Add integrity protection to the payload
Most serialization implementations don't include any integrity protection, but you can add this yourself. This can be done by using a digital signature, an HMAC, or an authenticated encryption scheme. Of course, the integrity would need to be checked prior to deserializing the payload.
This would prevent deserialization vulnerabilities because an attacker won't be able to update the payload without the integrity check failing.
Don't allow an attacker to handle the payload
If only trusted users handle the payload, then there's very little risk. However, you should fully consider your threat model before deciding that an attacker would never be able to supply a tampered payload.

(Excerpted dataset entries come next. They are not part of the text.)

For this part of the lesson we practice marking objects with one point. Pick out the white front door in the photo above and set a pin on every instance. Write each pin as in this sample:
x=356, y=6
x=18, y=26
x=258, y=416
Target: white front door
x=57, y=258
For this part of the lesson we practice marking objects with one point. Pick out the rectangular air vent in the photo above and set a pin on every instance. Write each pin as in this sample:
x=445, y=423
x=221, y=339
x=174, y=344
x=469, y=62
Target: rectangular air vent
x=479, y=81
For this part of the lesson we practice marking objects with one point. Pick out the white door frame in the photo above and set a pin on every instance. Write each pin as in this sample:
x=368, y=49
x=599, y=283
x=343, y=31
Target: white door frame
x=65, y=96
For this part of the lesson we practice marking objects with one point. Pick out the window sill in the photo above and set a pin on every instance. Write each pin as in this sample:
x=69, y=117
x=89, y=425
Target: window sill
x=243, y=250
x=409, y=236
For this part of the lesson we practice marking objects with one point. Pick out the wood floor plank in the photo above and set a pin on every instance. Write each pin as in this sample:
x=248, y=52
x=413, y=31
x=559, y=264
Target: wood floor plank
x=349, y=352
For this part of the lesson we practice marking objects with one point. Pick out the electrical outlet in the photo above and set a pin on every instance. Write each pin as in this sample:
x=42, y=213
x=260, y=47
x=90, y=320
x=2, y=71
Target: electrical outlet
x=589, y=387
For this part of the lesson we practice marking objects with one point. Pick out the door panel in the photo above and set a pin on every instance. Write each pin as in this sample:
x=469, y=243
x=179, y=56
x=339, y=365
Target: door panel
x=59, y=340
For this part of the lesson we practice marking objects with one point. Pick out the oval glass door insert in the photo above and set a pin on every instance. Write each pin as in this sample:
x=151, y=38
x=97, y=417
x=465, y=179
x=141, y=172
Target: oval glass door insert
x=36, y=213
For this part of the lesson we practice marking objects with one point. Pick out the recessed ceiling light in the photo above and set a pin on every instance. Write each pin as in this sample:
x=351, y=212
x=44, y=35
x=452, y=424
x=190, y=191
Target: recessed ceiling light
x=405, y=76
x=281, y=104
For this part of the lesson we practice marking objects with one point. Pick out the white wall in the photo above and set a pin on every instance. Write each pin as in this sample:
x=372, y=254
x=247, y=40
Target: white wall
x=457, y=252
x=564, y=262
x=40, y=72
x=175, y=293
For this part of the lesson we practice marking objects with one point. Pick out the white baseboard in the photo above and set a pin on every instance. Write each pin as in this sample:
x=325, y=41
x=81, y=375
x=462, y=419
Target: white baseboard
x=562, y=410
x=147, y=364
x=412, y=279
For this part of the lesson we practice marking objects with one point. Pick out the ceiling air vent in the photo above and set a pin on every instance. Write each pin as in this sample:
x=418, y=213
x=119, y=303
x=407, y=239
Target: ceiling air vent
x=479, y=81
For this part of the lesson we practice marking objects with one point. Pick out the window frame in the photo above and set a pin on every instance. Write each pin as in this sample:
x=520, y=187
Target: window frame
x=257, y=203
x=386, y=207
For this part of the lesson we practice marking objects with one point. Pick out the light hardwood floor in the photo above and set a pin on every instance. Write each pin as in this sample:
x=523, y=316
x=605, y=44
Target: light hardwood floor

Consider things like network traffic, file system ACLs, direct memory access, virtualization, swap files, etc. before making this decision.
Don't allow unsafe objects to be deserialized
You can partially mitigate this risk by specifying an "allowed" list of classes when deserializing an object -- any object type specified in the payload but not in the "allowed" list would result in a failure.

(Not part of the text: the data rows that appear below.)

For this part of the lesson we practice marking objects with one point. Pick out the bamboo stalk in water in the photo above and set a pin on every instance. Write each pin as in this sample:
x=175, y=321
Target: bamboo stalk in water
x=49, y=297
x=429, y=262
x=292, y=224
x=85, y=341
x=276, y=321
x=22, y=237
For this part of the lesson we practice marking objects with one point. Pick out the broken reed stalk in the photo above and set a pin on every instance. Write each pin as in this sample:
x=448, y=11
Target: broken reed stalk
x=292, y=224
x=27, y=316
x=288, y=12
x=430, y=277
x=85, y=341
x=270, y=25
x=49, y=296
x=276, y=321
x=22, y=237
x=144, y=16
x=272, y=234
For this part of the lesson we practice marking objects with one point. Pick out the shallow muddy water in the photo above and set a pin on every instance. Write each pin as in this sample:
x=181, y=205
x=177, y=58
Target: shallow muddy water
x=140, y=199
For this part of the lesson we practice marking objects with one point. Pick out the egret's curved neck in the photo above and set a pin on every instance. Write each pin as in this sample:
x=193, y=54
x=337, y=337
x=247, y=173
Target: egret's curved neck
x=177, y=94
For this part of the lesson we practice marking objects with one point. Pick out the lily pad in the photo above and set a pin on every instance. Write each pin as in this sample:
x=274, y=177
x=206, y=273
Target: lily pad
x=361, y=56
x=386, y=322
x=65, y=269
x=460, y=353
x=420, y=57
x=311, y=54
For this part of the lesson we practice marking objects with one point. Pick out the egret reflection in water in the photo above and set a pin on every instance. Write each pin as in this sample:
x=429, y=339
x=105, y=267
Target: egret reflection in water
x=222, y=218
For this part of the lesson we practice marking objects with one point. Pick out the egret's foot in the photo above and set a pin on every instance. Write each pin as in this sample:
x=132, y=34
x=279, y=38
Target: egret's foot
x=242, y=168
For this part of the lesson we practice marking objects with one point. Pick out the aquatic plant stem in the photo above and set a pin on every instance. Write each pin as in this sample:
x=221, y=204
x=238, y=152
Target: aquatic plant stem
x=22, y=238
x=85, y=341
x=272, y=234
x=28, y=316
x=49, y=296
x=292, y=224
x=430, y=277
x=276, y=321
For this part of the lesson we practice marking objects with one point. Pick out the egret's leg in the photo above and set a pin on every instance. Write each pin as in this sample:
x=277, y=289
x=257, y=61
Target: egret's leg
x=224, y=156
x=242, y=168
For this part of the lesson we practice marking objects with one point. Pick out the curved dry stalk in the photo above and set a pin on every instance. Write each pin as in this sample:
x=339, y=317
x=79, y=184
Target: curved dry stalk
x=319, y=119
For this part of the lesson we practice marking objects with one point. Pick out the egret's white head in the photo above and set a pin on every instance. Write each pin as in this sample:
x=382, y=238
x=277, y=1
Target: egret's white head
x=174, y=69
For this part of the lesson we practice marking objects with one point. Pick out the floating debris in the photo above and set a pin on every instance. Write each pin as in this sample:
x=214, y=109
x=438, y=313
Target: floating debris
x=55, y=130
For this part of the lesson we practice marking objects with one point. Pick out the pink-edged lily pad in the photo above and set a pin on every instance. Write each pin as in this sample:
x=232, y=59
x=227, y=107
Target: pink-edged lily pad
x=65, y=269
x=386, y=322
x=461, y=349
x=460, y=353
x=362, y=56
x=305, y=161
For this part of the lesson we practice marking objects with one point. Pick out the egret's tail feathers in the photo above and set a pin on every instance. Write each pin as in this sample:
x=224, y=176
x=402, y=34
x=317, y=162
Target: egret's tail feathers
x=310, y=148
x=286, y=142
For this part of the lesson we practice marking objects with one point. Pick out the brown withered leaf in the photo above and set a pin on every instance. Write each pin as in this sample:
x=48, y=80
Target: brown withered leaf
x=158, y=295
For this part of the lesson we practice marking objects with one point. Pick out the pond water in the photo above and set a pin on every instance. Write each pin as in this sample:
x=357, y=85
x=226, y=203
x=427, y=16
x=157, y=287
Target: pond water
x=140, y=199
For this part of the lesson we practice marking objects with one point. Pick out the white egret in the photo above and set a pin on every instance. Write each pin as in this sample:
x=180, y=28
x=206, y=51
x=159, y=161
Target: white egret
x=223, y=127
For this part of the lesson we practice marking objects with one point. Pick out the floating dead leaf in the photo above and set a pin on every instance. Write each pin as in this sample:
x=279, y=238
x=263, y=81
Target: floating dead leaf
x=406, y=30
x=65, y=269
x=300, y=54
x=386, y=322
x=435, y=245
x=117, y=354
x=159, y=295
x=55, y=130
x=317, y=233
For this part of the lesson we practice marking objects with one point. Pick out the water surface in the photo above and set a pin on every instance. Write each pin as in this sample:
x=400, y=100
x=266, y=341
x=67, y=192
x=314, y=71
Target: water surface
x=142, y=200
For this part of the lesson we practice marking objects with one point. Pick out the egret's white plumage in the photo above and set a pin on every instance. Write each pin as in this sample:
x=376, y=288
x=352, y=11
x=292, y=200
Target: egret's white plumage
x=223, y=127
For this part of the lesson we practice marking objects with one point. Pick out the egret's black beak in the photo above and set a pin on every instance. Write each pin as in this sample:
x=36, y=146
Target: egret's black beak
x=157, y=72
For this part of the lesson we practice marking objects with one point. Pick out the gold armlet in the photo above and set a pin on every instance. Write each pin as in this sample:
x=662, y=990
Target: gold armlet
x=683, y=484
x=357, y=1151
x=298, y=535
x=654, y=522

This requires support within the deserialization routine.
Don't allow any objects to be deserialized
This certainly wouldn't work in all cases, but if you're only expecting data, then using a simple data format (JSON or XML) with only basic types should fully mitigate this risk.
Programming Languages
Python - pickle / cPickle
The Python pickle and cPickle modules can be exploited by an
attacker-created serialized object to run arbitrary code.

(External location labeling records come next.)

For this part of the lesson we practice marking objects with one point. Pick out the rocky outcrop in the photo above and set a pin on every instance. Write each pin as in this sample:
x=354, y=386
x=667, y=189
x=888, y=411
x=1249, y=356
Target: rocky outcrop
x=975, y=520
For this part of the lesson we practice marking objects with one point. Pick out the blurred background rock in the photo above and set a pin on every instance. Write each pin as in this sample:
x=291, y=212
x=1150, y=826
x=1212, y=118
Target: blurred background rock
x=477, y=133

You can use these modules safely only if one of the following is true:
- The serialized object is never under the control of an untrusted party.
- You add integrity protection to the serialized object (such as an HMAC or a digital signature) and verify it before deserializing it.
References
- Why Python Pickle is Insecure
- Understanding Python Pickling and How to Use it Securely
- Python 3 Docs - Pickle
Java
The readObject function is dangerous as an attacker-supplied payload would
execute arbitrary code.
References
Severity Considerations
The severity of this finding should be increased if user-supplied content is passed to the deserialization routing, but depends very much on the overall context.